Jackie quickly emerges as the star of the show, babbling around their half-built mansion, showing off $17,000 jackets, zipping away on holiday on the family jet. She's the picture of America that we all hoped didn't actually exist, but their she is, boasting about the 10 kitchens that their new pad (the biggest house in America) will have. The real film begins when the timeshare is threatened with foreclosure and David locks himself away 2 years trying to come up with the money, trying at the same time to curb his wives spending which results in a hilarious Christmas shopping visit to Walmart.

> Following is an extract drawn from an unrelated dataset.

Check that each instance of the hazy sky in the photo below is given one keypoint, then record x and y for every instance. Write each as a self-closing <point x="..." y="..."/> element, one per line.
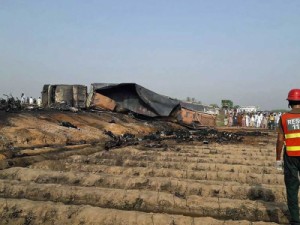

Although we are more than happy to laugh at these people there is remarkably something kind and honest about Jackie and her blinkered attempts at charity in the films final third. For every moment of heart break for the children involved and the vacuous world they are growing up in there are brilliant moments of surreal comedy and some grounding characters in the Segals Philippine maids who send every penny home to their unseen families.
A reality TV show filtered through the financial crisis, The Queen of Versailles is wonderful entertainment and in a sick and twisted sort of way you're going to feel so bad about laughing so hard. Greenfield's film shows the ignorance and ineptitude of the super rich comedically and uniquely like so many accumulating dog shits on 90,000 square foot of silk carpet.